Daniel H. Pink è uno scrittore americano che ha "condannato" i metodi manageriali basati sugli incentivi economici e non su quelli relativi alla valorizzazione dell'autonomia e della creatività individuale. Che invece, come dimostrano case history di successo, aumentano produttività e soddisfazione.
Chiara Bondioli
Ha fatto scalpore la recente decisione di Marissa Mayer, Ceo di Yahoo, di far tornare negli uffici i dipendenti che beneficiavano dell’opportunità di lavorare da casa: una scelta penalizzante soprattutto per le donne sulle cui spalle grava la maggior parte delle responsabilità domestiche, dai figli alla gestione delle incombenze quotidiane. Una decisione strategica quindi che va in controtendenza con le ultime notizie giunte dal mondo del “pensiero” manageriale americano che attraverso voci autorevoli sostiene l’importanza di mettere al centro il benessere dei collaboratori, dando loro la possibilità di scegliere modalità e tempi di lavoro per centrare al meglio gli obiettivi.
Una precisa metodologia di gestione delle risorse umane chiamata Rowe, results only work enviroment (i risultati sono l’unico scopo del lavoro) che lo scrittore e formatore americano Daniel H. Pink, autore anche dei discorsi di Al Gore dal 1995 al 1997, ha ampiamente trattato nei suoi bestseller, in particolare Drive: The Surprising Truth About What Motivates Us, dedicati al cambiamento delle logiche produttive all’interno del mondo del lavoro. Pink parte dalla valutazione che il lavoro manageriale, focalizzato su obiettivi stretti premiati con bonus economici, dove però le persone hanno poca autonomia, non devono contribuire con creatività, ma al contrario devono obbedire a parametri dati, i risultati si sono dimostrati assolutamente negativi.
A conferma di questo dato Pink cita alcuni esperimenti fatti negli ultimi decenni con gli studenti di alcuni tra i più prestigiosi atenei nordamericani, come il M.I.T o l’Università di Chicago, chiamati a risolvere prove, astratte e fisiche, divisi in due gruppi: uno senza gratificazioni economiche e l’altro con tre livelli di premi in denaro.

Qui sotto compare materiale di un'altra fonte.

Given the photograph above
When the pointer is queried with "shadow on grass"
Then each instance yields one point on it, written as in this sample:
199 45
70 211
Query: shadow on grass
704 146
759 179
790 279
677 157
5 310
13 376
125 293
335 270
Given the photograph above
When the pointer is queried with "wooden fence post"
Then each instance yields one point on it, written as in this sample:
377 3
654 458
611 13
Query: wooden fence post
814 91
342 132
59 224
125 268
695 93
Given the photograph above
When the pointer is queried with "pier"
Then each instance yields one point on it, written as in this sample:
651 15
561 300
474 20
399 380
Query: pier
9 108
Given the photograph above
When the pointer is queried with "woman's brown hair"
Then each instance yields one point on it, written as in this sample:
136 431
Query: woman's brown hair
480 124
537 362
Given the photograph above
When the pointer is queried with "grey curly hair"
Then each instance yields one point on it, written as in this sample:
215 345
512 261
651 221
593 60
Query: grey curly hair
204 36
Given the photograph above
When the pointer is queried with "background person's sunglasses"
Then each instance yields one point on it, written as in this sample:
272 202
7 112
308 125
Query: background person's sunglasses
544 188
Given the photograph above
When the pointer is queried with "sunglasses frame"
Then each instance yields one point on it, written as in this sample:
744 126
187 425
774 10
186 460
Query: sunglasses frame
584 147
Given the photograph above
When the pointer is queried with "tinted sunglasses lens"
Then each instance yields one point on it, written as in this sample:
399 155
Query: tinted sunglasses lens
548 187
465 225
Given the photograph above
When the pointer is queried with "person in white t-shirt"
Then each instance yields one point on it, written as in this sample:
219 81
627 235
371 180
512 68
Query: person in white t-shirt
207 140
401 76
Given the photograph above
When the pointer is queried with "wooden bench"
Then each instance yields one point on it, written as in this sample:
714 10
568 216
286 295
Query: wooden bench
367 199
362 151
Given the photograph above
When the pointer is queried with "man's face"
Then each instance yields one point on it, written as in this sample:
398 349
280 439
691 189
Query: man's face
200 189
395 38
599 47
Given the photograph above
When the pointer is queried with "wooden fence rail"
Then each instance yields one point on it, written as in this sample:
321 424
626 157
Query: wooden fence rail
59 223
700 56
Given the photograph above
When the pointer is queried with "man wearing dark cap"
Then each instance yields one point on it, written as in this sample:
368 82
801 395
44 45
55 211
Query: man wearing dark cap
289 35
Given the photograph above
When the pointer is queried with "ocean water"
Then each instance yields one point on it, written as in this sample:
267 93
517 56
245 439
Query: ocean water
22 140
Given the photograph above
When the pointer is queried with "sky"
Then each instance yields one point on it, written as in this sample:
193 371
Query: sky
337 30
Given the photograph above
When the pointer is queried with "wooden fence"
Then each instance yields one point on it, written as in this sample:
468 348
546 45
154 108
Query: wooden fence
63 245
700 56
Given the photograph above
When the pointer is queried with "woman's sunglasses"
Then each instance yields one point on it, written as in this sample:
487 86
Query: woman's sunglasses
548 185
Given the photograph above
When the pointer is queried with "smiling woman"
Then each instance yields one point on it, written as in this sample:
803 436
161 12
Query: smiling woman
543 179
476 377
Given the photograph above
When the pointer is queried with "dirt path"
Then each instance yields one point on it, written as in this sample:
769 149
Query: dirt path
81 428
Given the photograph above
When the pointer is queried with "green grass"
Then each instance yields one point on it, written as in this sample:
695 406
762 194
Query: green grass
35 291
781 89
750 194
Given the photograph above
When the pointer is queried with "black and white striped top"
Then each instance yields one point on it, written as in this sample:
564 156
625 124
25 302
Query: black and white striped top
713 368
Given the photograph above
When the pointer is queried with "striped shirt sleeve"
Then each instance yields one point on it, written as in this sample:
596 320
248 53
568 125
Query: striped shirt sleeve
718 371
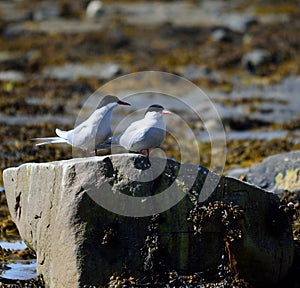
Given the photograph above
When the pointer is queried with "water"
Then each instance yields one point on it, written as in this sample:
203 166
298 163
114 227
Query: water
18 269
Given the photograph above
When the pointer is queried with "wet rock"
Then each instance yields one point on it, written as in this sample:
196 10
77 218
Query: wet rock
46 10
194 72
277 173
13 76
79 242
253 60
220 34
94 10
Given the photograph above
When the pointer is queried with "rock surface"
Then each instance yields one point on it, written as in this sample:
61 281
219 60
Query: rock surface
78 242
277 173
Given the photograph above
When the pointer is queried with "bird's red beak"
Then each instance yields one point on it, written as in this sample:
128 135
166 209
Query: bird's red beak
123 103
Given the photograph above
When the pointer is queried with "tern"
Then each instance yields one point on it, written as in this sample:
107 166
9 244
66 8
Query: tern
90 133
143 134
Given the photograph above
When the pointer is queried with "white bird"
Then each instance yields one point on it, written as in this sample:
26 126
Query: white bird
90 133
143 134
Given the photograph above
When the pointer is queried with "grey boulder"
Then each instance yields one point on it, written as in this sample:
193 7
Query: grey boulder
87 217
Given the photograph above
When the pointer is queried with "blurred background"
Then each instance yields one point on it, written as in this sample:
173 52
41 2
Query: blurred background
243 54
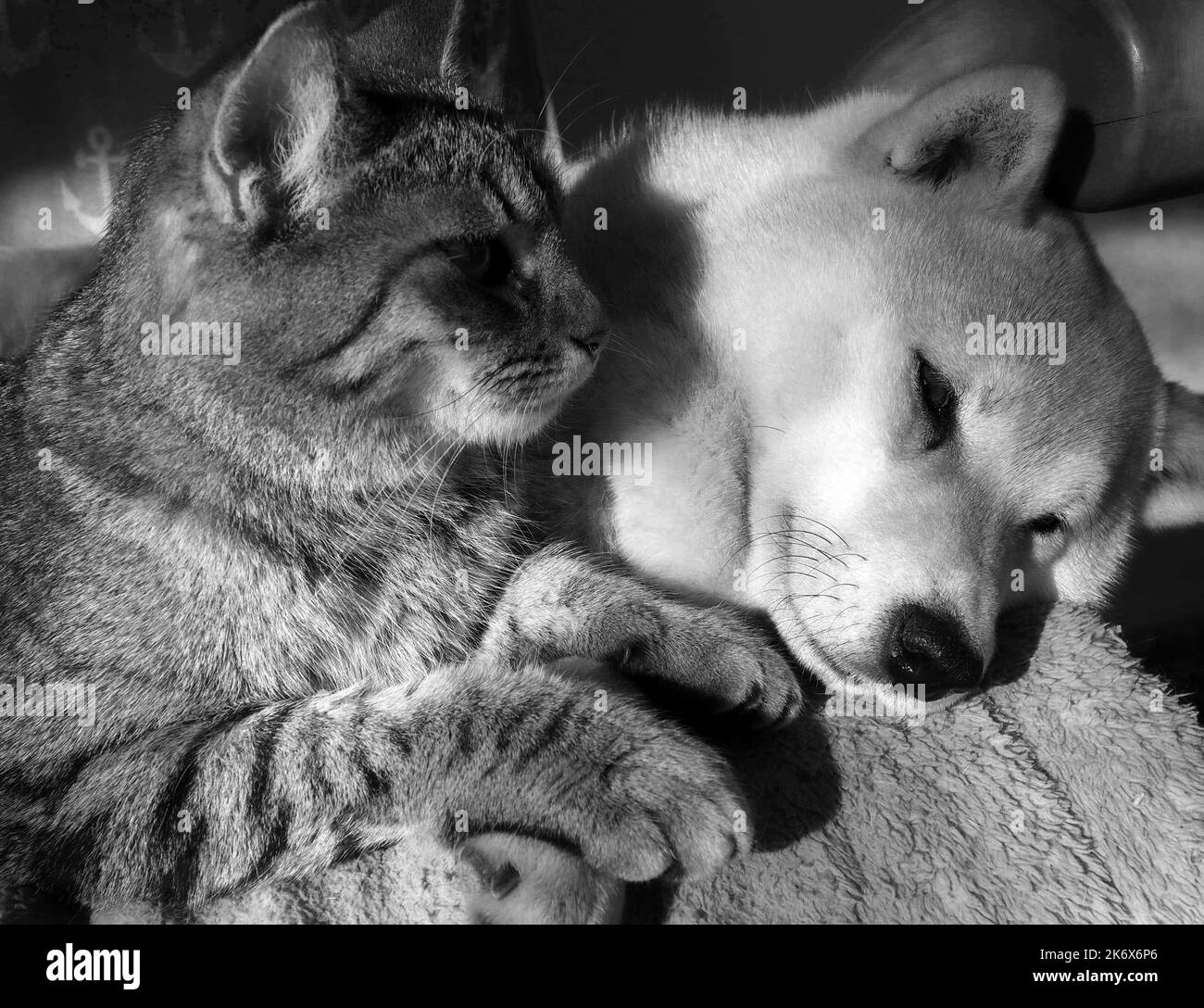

Mentre per le prove più meccaniche le performance migliori sono state raggiunte dal gruppo “incentivato”, dove invece si richiedevano capacità cognitive più elaborate il gruppo in questione ha fallito miseramente.
Allora si è pensato che per gli studenti americani gli incentivi fossero bassi (60 dollari per la performance migliore), si è spostato l’esperimento in un ateneo di una zona rurale in India dove il terzo premio corrispondeva a due settimane e il terzo a due mesi di uno stipendio medio . Ma anche qui l’incentivo economico si è rivelato inutile per raggiungere la migliore performance.
Quindi, posto che ogni persona deve essere soddisfatta e serena sul fatto che il suo lavoro sia riconosciuto e valorizzato sotto il profilo economico, ogni premio ulteriore promesso, per realizzare obiettivi più impegnativi dal punto di vista dell’innovazione e della creatività, non funziona. Secondo Pink questo prova che nonostante l’evidenza scientifica, il mondo del business continua a muoversi secondo logiche vecchie.
Infatti dalla logica dell’omologazione di deve passare a quella del coinvolgimento dell’individuo che si raggiunge non solo attraverso una politica inclusiva dove il collaboratore senta di far parte di un progetto che va ben al là di se stesso, ma anche dando autonomia alle persone.
Lo scrittore americano cita l’esempio di Google dove il 20% del tempo lavorativo di ogni ingegnere è a gestione libera, ovvero ognuno può scegliere tecniche, persone e metodi che preferisce per mettere a punto i progetti che a suo giudizio possono essere interessanti: ebbene la metà dei nuovi prodotti di un anno sono realizzati in quel 20% di tempo. Ciò significa che il mondo dell’impresa deve prendere atto che il tempo del bastone e della carota è davvero finito.